By the beginning of 2018, my husband and I had both received significant raises, so we asked my parents for their financial advice (since we are still no where close to making enough money to pay our own financial advisor—hah!). We had been scrimping and saving for what seemed like forever, so it was an “odd” problem to try and figure out what to do with our “extra” income. To my shock, my dad said out of the blue, “Why don’t you buy a house?” Of course, they didn’t mean just any house—they wanted us to buy the house we were living in! They were at a point where it was advantageous for them to sell it, and finally, we were at the point where we could actually afford to buy it!
All the sudden, things just clicked for us, and we realized that this made so much sense. We could buy our house now, start building up equity in it, and even if we sold it 5-10 years down the line to buy our “forever home,” we really couldn’t lose money on it. The other very important factor was that interest rates were really low, which is why my parents strongly encouraged us to buy sooner rather than later. As it turned out, because we got a 15-year mortgage with over 20% for the downpayment, our bank was able to offer us an incredibly low interest rate, which is saving us thousands of dollars in the long run.
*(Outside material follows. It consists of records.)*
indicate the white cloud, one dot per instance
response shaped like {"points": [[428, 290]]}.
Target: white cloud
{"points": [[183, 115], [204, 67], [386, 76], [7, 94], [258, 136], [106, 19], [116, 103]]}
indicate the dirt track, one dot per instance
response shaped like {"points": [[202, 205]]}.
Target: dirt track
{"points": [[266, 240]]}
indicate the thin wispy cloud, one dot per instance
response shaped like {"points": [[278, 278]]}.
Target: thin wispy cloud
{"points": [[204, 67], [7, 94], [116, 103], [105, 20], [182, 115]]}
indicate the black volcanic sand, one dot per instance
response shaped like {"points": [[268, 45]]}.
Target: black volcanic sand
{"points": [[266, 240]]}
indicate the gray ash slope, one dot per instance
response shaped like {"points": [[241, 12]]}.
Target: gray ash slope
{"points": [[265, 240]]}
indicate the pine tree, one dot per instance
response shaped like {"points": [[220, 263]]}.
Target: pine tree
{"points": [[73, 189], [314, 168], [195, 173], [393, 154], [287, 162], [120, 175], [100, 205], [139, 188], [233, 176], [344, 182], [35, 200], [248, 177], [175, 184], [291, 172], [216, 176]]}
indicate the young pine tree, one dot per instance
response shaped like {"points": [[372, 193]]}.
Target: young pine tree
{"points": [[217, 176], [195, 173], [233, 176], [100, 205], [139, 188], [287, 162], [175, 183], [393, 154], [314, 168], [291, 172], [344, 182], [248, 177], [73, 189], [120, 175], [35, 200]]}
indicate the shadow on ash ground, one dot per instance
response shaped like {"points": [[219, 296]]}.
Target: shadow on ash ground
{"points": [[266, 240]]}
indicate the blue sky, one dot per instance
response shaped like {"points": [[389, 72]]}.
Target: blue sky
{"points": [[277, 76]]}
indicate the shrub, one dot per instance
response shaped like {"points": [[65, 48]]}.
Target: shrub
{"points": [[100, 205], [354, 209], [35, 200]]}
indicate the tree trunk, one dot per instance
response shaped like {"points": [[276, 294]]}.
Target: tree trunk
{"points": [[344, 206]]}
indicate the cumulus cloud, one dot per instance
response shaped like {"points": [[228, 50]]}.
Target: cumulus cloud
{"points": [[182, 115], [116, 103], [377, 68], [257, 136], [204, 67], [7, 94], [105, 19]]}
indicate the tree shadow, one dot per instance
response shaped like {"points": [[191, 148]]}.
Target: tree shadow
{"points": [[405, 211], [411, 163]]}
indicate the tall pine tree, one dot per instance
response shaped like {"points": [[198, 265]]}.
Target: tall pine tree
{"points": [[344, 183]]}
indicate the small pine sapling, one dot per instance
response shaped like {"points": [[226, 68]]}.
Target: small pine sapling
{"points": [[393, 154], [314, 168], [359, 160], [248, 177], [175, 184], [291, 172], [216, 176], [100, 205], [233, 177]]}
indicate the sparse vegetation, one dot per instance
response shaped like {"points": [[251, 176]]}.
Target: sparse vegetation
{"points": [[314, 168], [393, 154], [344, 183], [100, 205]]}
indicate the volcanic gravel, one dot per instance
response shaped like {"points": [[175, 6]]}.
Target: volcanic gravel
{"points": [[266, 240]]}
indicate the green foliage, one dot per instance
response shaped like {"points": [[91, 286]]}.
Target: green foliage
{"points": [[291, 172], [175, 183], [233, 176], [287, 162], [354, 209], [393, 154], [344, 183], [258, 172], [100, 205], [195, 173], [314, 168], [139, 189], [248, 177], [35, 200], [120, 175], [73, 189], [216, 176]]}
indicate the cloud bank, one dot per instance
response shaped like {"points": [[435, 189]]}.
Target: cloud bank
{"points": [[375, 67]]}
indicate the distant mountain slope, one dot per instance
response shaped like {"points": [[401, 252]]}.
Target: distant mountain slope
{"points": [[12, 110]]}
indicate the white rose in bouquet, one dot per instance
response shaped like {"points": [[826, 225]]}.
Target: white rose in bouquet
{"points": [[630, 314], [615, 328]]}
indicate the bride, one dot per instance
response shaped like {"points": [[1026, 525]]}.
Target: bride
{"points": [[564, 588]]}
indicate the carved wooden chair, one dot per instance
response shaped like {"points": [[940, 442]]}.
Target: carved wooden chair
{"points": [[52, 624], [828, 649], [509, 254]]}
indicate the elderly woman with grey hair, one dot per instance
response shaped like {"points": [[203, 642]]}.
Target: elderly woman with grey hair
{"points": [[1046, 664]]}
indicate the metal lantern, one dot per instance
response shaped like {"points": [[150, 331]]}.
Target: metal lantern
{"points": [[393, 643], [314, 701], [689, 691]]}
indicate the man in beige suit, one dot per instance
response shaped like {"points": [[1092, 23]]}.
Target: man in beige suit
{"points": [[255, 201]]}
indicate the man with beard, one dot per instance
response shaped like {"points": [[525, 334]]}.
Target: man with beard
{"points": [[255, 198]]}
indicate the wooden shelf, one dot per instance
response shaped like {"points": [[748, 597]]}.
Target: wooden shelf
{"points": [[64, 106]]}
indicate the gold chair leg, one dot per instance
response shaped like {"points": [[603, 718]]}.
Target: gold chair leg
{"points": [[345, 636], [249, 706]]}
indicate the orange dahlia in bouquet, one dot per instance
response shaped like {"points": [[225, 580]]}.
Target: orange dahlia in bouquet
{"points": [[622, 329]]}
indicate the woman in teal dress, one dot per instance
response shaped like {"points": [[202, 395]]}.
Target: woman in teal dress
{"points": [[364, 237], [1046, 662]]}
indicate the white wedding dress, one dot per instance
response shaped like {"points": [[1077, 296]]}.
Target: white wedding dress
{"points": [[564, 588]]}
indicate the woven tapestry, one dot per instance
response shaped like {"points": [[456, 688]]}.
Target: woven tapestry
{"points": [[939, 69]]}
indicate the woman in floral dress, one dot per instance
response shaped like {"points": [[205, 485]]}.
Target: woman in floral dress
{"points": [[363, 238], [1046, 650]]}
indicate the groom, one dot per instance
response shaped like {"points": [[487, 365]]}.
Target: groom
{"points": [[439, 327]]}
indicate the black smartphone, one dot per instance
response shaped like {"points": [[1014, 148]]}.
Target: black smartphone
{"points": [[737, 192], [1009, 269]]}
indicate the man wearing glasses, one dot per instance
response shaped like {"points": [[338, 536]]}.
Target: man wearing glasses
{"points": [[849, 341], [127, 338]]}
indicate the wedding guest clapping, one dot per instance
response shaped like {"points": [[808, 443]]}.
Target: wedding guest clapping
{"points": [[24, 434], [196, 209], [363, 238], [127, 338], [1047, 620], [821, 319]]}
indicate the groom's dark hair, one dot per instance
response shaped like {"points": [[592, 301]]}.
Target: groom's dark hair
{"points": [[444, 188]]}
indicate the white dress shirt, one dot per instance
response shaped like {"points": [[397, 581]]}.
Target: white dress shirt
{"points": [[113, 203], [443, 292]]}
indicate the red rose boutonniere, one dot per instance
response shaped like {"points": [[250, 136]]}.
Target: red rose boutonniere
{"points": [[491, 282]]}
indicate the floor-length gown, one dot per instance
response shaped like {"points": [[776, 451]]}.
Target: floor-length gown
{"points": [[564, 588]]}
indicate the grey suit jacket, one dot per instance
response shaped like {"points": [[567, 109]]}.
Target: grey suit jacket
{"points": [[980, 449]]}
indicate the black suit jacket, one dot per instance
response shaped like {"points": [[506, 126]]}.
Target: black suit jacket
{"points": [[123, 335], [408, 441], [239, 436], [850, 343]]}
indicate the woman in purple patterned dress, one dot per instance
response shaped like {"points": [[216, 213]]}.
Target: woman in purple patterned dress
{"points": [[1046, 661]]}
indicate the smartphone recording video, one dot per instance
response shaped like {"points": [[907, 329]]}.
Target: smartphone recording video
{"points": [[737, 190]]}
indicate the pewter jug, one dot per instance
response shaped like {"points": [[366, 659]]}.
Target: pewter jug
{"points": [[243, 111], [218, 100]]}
So, in February we met with a real estate agent and began the process of applying for a mortgage, and on March 20th, 2018 we closed on our home! I still can’t believe it happened so fast! It felt like a huge decision (and it WAS), but we felt so confident about it, that I really wasn’t nervous at all. And exactly one year later, I still feel like it was one of the best decisions we’ve ever made (other than getting married of course!). We have grown to really love our home, and we discovered that we look at it totally differently than when we were just renting it. We are really excited to continue investing in fixing it up (like our upcoming basement renovation project!), and it is incredibly fulfilling to see the fruits of our labors pay off. Owning our home changed my mindset in so many ways, both big and small—like planting bulbs in our garden, because I knew we’d be around long enough to enjoy them. We’ve learned that one’s “dream home” really is built over time—it doesn’t just happen overnight—and even a home that we didn’t love at first can become a “dream home.”